The San Francisco 49ers quickly moved on from Carlos Hyde and signed Jerick McKinnon to a four-year deal worth a reported $30 million. That’s big-time money for McKinnon, making him the fourth-highest-paid running back in terms of annual salary. This hefty sum also indicates the 49ers view him as a lead back.
A perennial favorite of metrics mavens from around the interwebs, McKinnon has shown flashes of fantasy potential, but never quite put it all together. His best fantasy finish came this past season when he ranked 24th among running backs in PPR scoring. With Dalvin Cook on injured reserve, McKinnon split the backfield duties with Latavius Murray. Minnesota used Murray primarily as the early-down runner with McKinnon getting passing-down duties.
That role as a receiver out of the backfield resulted in 142 catches over the last four seasons, but it also meant minimal usage as a runner in the most favorable part of the field for fantasy purposes. Of McKinnon’s 474 carries, just 53 came in the red zone and only 10 were inside the 5-yard line. By comparison, Murray had 13 carries inside the 5 and 43 red-zone totes on 216 attempts this past season.
So the question is how Kyle Shanahan and the 49ers will view McKinnon this upcoming season. Already in-house, San Francisco has undersized scat back Matt Breida along with 2017 preseason hype candidate Joe Williams and Tampa Bay castoff Jeremy McNichols. It’s completely fair to say McKinnon is the best of that bunch, but questions linger as to whether he can handle a full workload week in and week out in the NFL. He’s just barely topped 200 touches in each of the last two seasons and has a career-high of 159 carries.
As the lead back in San Francisco, it’s reasonable to expect and uptick from the roughly 12.5 touches per game he’s averaged over the last two seasons, but we’re unlikely to see him approach the 20-touch range.
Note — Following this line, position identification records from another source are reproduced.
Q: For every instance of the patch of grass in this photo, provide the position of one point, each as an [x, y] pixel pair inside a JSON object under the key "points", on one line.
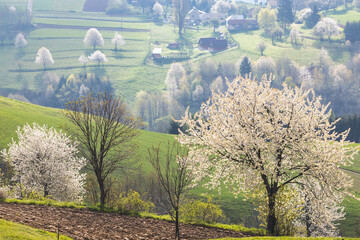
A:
{"points": [[10, 230], [343, 15], [14, 113]]}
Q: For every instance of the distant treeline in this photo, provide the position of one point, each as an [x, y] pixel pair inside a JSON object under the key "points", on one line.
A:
{"points": [[12, 21], [352, 122], [352, 31]]}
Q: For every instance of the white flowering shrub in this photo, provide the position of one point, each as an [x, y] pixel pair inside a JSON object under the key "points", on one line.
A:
{"points": [[45, 161]]}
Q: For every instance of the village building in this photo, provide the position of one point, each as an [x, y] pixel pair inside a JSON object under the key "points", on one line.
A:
{"points": [[157, 53], [208, 16], [238, 22], [194, 16], [212, 44], [173, 45]]}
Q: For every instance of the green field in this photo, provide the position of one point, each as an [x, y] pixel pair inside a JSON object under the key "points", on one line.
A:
{"points": [[10, 230], [14, 113], [130, 70]]}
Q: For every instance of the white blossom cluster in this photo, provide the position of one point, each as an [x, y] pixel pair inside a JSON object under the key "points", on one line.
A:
{"points": [[46, 161], [44, 57], [254, 137]]}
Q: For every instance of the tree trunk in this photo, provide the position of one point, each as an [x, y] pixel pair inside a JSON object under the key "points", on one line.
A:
{"points": [[271, 219], [46, 190], [177, 231], [102, 191]]}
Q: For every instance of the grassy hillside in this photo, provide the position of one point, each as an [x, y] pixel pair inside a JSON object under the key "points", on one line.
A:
{"points": [[10, 230], [130, 70], [14, 113]]}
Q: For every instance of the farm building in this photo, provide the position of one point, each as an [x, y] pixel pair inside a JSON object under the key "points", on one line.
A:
{"points": [[157, 53], [238, 22], [272, 3], [173, 45], [209, 16], [195, 16], [212, 44]]}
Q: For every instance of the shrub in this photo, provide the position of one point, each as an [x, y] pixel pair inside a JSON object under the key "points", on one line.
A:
{"points": [[131, 202], [198, 211]]}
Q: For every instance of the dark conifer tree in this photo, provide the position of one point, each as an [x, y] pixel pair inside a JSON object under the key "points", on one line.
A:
{"points": [[245, 67], [285, 13]]}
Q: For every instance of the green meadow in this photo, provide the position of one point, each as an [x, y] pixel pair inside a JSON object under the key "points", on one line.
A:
{"points": [[10, 230]]}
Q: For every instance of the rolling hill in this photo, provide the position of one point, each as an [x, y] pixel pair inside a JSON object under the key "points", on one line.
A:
{"points": [[14, 113]]}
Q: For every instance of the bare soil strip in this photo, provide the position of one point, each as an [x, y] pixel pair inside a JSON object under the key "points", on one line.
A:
{"points": [[85, 224], [57, 26], [95, 19]]}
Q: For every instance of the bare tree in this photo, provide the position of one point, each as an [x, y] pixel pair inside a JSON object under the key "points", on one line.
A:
{"points": [[181, 9], [261, 47], [106, 129], [175, 175]]}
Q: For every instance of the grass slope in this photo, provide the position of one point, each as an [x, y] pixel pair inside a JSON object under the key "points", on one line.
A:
{"points": [[10, 230], [130, 70], [14, 113]]}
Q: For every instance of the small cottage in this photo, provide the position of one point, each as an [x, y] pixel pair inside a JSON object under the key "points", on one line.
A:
{"points": [[238, 22], [208, 16], [272, 3], [157, 53], [212, 44], [194, 16], [173, 45]]}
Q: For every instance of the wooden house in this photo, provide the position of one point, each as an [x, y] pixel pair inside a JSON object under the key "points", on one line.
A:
{"points": [[212, 44], [238, 22]]}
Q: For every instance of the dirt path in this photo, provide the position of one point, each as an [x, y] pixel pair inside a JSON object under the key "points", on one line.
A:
{"points": [[85, 224]]}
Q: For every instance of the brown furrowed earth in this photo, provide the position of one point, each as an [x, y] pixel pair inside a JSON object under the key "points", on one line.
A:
{"points": [[86, 224]]}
An expectation of 15 touches per game is much more reasonable. Of course, the 49ers could still address the position in next month’s draft, but McKinnon’s contract suggests he’s clearly in the driver’s seat for lead-back duties.
While it’s easy to quickly fall in love with McKinnon’s fantasy potential in San Francisco, it may be wise to pump the brakes just a bit. McKinnon doesn’t figure to see enough work nor has he been efficient enough over his career – he averages just 3.6 yards per carry over the last two seasons – to be in the RB1 conversation. He certainly has upside as a receiver, but McKinnon is best viewed as a mid-range RB2.